Moving Kiez: An interview with Curious Fox

Marina Manoukian talks to Curious Fox owners Orla Baumgarten and David Gordon about their recent move to Kreuzberg…

Originally located on Neukölln’s Flughafenstrasse, the Curious Fox bookstore is an essential part of Berlin’s literary landscape. Known for their ever-changing collection of English-language books (second-hand and new) from local and international authors, as well as the variety of events held in the store—literary readings, quiz nights, poetry readings—it is beloved by writers and readers alike.

After eight years at Flughafenstrasse, owners Orla Baumgarten and David Gordon discovered in 2021—right in the middle of the pandemic—that their lease wasn’t going to be renewed.
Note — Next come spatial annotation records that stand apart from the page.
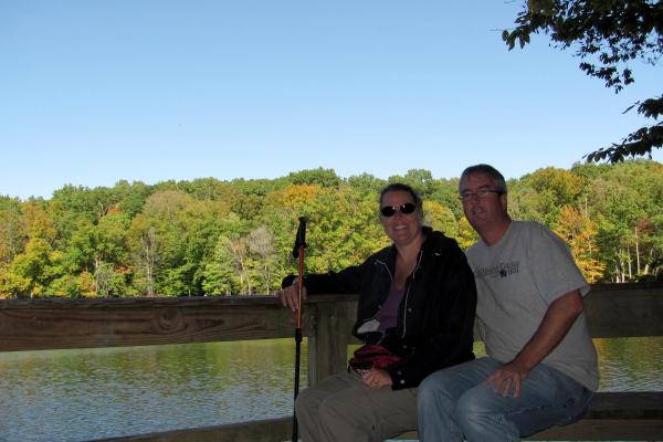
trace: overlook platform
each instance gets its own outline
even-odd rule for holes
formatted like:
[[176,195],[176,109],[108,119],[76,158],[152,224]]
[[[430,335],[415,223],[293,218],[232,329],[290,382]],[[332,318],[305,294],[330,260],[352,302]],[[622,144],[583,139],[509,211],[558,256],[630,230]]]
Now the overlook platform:
[[[309,385],[345,368],[355,308],[352,296],[306,302]],[[597,338],[663,336],[663,284],[594,285],[586,314]],[[270,296],[0,301],[0,351],[272,339],[294,327]],[[282,417],[105,441],[285,441],[291,431],[292,417]],[[599,392],[582,420],[528,440],[663,441],[663,391]]]

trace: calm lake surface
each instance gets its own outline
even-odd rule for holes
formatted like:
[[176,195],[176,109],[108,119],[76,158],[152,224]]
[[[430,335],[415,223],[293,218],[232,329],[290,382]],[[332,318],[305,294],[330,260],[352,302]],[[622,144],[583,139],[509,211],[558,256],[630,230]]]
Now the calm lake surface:
[[[663,390],[663,338],[594,343],[602,390]],[[304,388],[305,343],[302,352]],[[292,413],[293,378],[294,339],[2,352],[0,441],[85,441],[282,417]]]

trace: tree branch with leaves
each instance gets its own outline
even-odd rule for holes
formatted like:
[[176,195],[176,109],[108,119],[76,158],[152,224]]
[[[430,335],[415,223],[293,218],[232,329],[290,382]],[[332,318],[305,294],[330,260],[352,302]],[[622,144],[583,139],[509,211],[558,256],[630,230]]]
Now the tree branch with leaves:
[[[634,82],[630,62],[655,66],[663,56],[663,0],[527,0],[516,18],[516,28],[502,39],[509,50],[524,48],[533,33],[548,34],[552,45],[573,49],[580,70],[601,78],[619,93]],[[585,156],[588,161],[623,161],[649,156],[663,146],[663,95],[630,106],[655,123],[627,135],[621,143]]]

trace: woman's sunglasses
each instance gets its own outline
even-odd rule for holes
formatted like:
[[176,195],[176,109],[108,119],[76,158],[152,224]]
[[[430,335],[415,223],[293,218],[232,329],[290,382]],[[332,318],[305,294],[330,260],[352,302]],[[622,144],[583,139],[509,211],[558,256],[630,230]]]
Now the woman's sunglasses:
[[414,209],[417,209],[417,206],[412,202],[406,202],[404,204],[401,206],[385,206],[383,208],[380,209],[380,213],[382,213],[382,217],[393,217],[393,214],[396,213],[397,210],[400,210],[401,213],[403,214],[410,214],[412,212],[414,212]]

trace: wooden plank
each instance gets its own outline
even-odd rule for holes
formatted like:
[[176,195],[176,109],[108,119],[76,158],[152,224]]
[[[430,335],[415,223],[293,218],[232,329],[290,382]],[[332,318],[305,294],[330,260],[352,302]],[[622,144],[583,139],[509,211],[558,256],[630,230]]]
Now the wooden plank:
[[316,306],[308,338],[308,385],[347,367],[347,348],[357,316],[357,303],[344,301]]
[[565,427],[551,427],[526,441],[662,441],[660,419],[583,419]]
[[271,297],[4,302],[0,351],[266,339],[294,328],[292,312]]
[[266,419],[227,425],[201,427],[140,435],[95,439],[94,442],[274,442],[292,439],[292,417]]

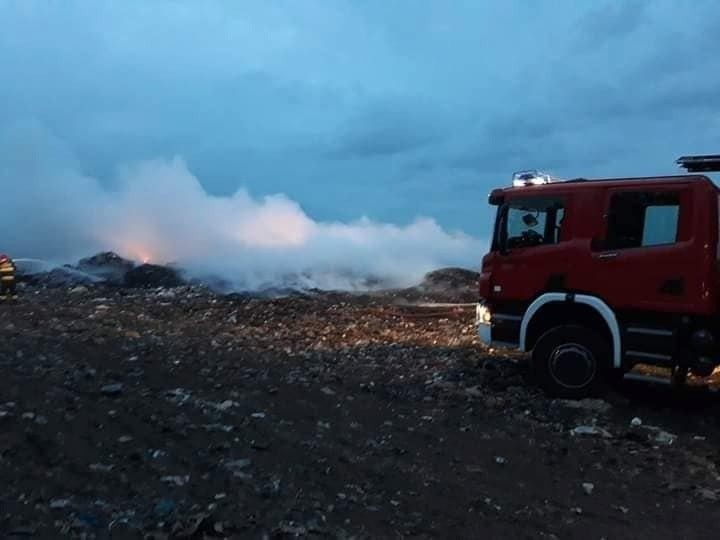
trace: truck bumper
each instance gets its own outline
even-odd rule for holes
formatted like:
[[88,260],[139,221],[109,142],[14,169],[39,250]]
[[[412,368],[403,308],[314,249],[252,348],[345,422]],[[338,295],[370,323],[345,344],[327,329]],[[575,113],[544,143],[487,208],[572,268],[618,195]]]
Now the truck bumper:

Suddenly faced with a frantic search for a new place, the increasingly exorbitant rental prices in the city, and the anxious wait for responses that can never come soon enough, they battled on for several months before finally finding a new place in Kreuzberg.

Set right on the northern edge of Lausitzer Platz, the constant sounds of cars along cobbled Flughafenstrasse has been replaced with the laughter of children in the adjacent playground. The new shop is located in a souterrain, and so has a different aesthetic as well as location. It’s even easier here to leave the outside world and lose your sense of time as you descend the steps and explore the intimate corridors lined with books and illuminate by sunlight that charms its way through the windows; only when you reach one of the rear rooms will you feel like you’re truly underground.

While the books are categorised by the same genres as before, their relocation allows for a new sense of discovery. The first room contains new books as well as second-hand fiction, while the long second room hosts second-hand non-fiction, poetry, sci-fi, and fantasy texts; with their three-for-one trade-in deal for used books, the second-hand book collection is constantly shifting.

A third and final room in the back, complete with armchairs, is the place to settle down with a book or just take a breather while your offspring leafs through the children’s books. It’s here that I sat with Orla and Dave to talk about their move…

What originally brought you both to Berlin from Ireland?

Dave: I came to Berlin first in 2007 for a weekend to see a concert with my friends and had the best weekend of my life. I had intended on going back to study for a Master’s in Dublin but decided to move to Berlin instead.

Orla: After I finished school, I wanted to travel around Europe for a few months, after arriving in Berlin I decided to stay for a bit longer—that was 22 years ago!

How did the two of you meet?

Dave: Orla and I met at the Another Country bookshop on Riemannstrasse. I had just arrived in Berlin and discovered that place on my first weekend and I slowly started to attend the various social gatherings there: the film night, the Friday night dinners, and though Orla had been living around the corner from it for years, she had only just discovered it too. I was chatting to Kim who used to work there and run the film nights and then Orla and I got to chatting. We quickly became friends and the rest is history. Our friend Sophie Raphaeline who founded Another Country passed away in May. This is a huge loss and we will always be grateful for her bookshop, the community that grew around it and everything Sophie did for us over the years.

And what made you decide to open up a bookstore?

Dave: It was something we both, separately, had always wanted to do. To me it had always seemed impossible but that’s one of the things about Berlin: things are possible here that in other places are not. I found out recently from friends of Orla’s family visiting from Dublin that as a child she ran a library for all the children on the street from her own book collection, so I really feel Orla was destined for this.

When did Curious Fox first open and what was the process of finding the first location like

Orla: We opened in 2013, and spent a good while thinking about it and then kinda very very quickly found a place after we started looking for a premises. It was a couple of weeks really, wasn’t it?

Dave: It was weird because I wasn’t quite ready for the shop. We’d just been planning it for so long, and then Orla said, “no it’s going to happen soon”. When we started looking at places, I just thought we were just getting a feel of what’s on the market. But was that the first place we looked at?

Orla: We looked at a bunch of places but I think that might have been the first one. It was just really well located between two very established shops, a Chinese shop called Yang Chinas Kultur that’d been there for 30 years and a second-hand antique place with a café. All the other places we looked at just were nothing in comparison really.

Dave: The footfall is also really good on Flughafenstrasse. Like, it’s not the most beautiful street in town to look at but it’s really well located between two U-Bahn stations.

How and when did you find out that you had to leave?

Orla: We always had quite short contracts for that place, three years, two years, one year. It seemed to depend on what mood they were in, and it always involved a proposed rental raise that we had to negotiate. We were in the process of negotiating when they told us they wanted us out ; we knew that our contract was up, but as usual five months before we’d get back to them that we wanted to stay, we’d negotiate, they’d say fine, and they’d send us the new rental prices.

Dave: We were kind of preparing ourselves but looking back there was just so much work involved in moving out that no matter how prepared we thought we were, we were not really prepared at all. There was just too much to do.